Would you Adam and Eve it? Why creation story is at heart of a new spiritual divide

OK, let’s give you a quick summary of it. We live in a world where there are people who reject science based fact and instead embrace mythology as truth. What the article is doing is that it uses new polling data to make what appears to be an interesting point like this …

A YouGov poll, commissioned by Newman University in Birmingham, has found that 72% of atheists polled believe that someone who is religious would not accept evolutionary science. In fact, only 19% of religious respondents in the poll rejected Darwinian thinking in favour of a literal reading of the Book of Genesis.

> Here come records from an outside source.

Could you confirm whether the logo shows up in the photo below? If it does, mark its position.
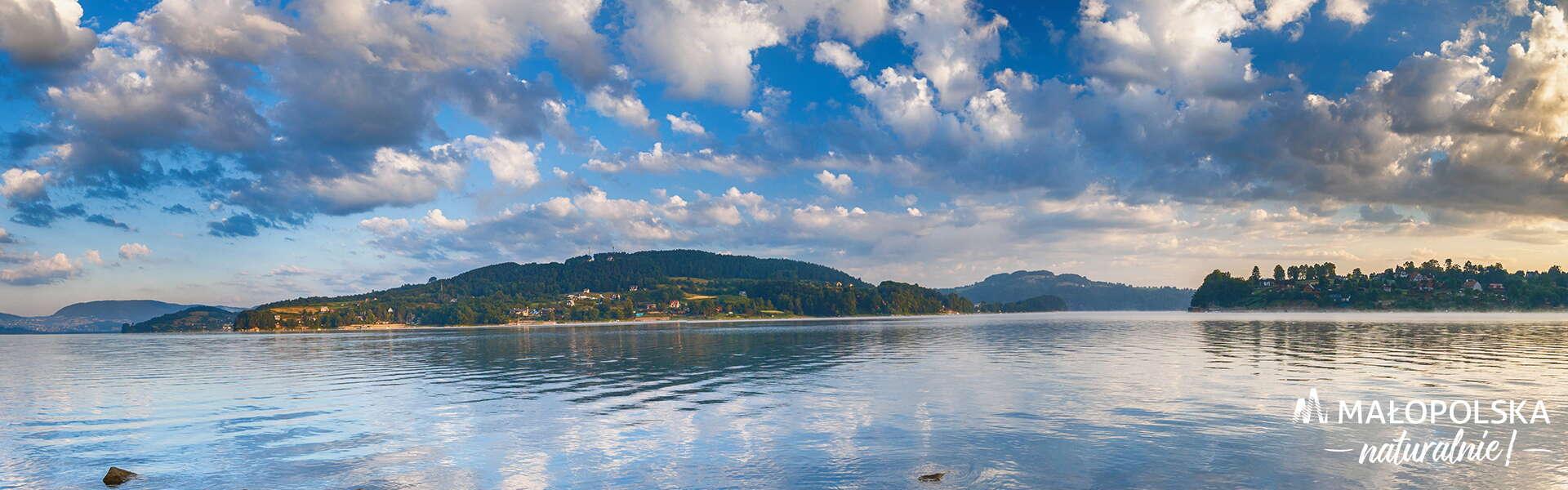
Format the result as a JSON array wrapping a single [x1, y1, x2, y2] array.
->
[[1290, 388, 1552, 466]]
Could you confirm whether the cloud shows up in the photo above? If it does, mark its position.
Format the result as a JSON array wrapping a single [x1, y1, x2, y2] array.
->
[[1323, 0, 1372, 25], [665, 112, 707, 136], [811, 41, 866, 77], [621, 0, 889, 107], [817, 170, 854, 196], [583, 143, 768, 177], [0, 168, 49, 203], [462, 136, 544, 189], [0, 0, 97, 66], [309, 144, 464, 215], [892, 0, 1003, 109], [207, 214, 273, 238], [163, 204, 196, 215], [0, 252, 86, 286], [119, 243, 152, 261], [359, 216, 408, 237], [419, 209, 469, 231], [87, 214, 130, 231], [588, 85, 657, 131]]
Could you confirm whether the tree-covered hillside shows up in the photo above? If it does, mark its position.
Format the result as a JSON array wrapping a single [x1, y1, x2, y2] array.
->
[[235, 250, 973, 330], [1190, 259, 1568, 311], [944, 270, 1192, 311], [121, 306, 238, 333]]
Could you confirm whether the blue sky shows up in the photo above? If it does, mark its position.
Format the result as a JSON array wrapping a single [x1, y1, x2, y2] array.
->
[[0, 0, 1568, 314]]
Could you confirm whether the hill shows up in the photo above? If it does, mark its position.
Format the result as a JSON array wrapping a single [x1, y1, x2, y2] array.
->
[[0, 300, 232, 333], [942, 270, 1193, 311], [978, 294, 1068, 313], [1190, 259, 1568, 311], [119, 306, 238, 333], [235, 250, 973, 330]]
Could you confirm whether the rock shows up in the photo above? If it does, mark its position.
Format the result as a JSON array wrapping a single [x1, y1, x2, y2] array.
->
[[104, 466, 138, 487]]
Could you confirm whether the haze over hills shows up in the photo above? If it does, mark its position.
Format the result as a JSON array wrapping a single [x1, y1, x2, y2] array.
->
[[942, 270, 1193, 311], [0, 300, 240, 333], [235, 250, 973, 330], [119, 306, 238, 333]]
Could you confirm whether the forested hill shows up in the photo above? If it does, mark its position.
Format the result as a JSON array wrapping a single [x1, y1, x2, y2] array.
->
[[942, 270, 1193, 311], [1192, 259, 1568, 311], [235, 250, 973, 330]]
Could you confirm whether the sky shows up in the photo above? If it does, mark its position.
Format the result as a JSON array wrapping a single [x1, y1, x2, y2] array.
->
[[0, 0, 1568, 314]]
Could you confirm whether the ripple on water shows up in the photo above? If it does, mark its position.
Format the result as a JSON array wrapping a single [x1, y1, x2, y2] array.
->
[[0, 313, 1568, 488]]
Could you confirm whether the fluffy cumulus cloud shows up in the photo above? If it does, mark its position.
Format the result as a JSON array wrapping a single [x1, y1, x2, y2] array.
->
[[583, 143, 768, 177], [0, 0, 97, 66], [665, 113, 707, 136], [817, 170, 854, 196], [21, 0, 1568, 306], [811, 41, 866, 77], [119, 243, 152, 261], [0, 250, 104, 286]]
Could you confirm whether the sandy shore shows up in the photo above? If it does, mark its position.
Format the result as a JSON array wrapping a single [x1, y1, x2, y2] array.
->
[[249, 313, 978, 333]]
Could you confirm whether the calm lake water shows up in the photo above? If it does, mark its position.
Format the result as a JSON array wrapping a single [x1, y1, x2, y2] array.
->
[[0, 313, 1568, 488]]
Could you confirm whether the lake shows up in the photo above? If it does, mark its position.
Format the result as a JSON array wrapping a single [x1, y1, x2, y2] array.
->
[[9, 313, 1568, 488]]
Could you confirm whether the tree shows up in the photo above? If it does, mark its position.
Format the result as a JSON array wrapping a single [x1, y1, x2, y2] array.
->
[[1192, 269, 1253, 308]]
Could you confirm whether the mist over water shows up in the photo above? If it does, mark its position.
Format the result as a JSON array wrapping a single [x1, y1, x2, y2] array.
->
[[9, 313, 1568, 488]]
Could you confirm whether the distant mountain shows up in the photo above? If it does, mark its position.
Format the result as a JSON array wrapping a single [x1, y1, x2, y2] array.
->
[[980, 294, 1068, 313], [942, 270, 1193, 311], [121, 306, 238, 333], [235, 250, 973, 330], [0, 300, 238, 333]]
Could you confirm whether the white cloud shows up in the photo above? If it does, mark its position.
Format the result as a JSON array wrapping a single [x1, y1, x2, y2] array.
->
[[813, 41, 866, 77], [850, 68, 960, 145], [665, 112, 707, 136], [359, 216, 408, 237], [1323, 0, 1372, 25], [0, 0, 97, 65], [0, 250, 87, 286], [0, 168, 49, 203], [462, 135, 544, 189], [138, 0, 300, 63], [119, 243, 152, 261], [1259, 0, 1317, 30], [419, 209, 469, 231], [583, 143, 767, 177], [817, 170, 854, 196], [588, 85, 656, 131], [893, 0, 1007, 109], [309, 145, 467, 214]]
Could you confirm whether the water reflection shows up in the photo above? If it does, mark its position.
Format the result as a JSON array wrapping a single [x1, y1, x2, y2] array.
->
[[0, 314, 1568, 488]]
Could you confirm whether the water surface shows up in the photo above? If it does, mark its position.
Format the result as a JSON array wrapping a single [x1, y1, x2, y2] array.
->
[[0, 313, 1568, 488]]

In other words, the stance being taken is that it is those that do not believe that are in fact propagating a myth about those that are religious, and that generally religious people are pro-science individuals who do accept scientific conclusions, and do not reject the prevailing scientific consensus.

What it is suggesting is that the polling data verifies that the supposed conflict between an evidence based understanding of reality, and a traditional cultural non-evidential belief is itself a myth.

It all feels warm and cosy. Unfortunately there is just one ever so small tiny flaw. If you go and take a look at the data provided by the poll, then what you discover is that it does not backup what the article claims at all.

Oops.

Slicing and Dicing the article

It would of course be very tempting to pull it all apart myself, but I don’t need to because others have already done a fine job. Coel Hellier, a Professor of Astrophysics at Keele University in the UK, has written up his take on it all where he dissects this incarnation of incandescent vapours and translucent surfaces (smoke and mirrors) …

This sounded highly dubious to me. Do British atheists really think that most Christians are Biblical literalists and that they have to be literalists to count as Christian? On digging further I find that the poll shows no such thing. Ms Pepinster has misrepresented it in order to malign atheists.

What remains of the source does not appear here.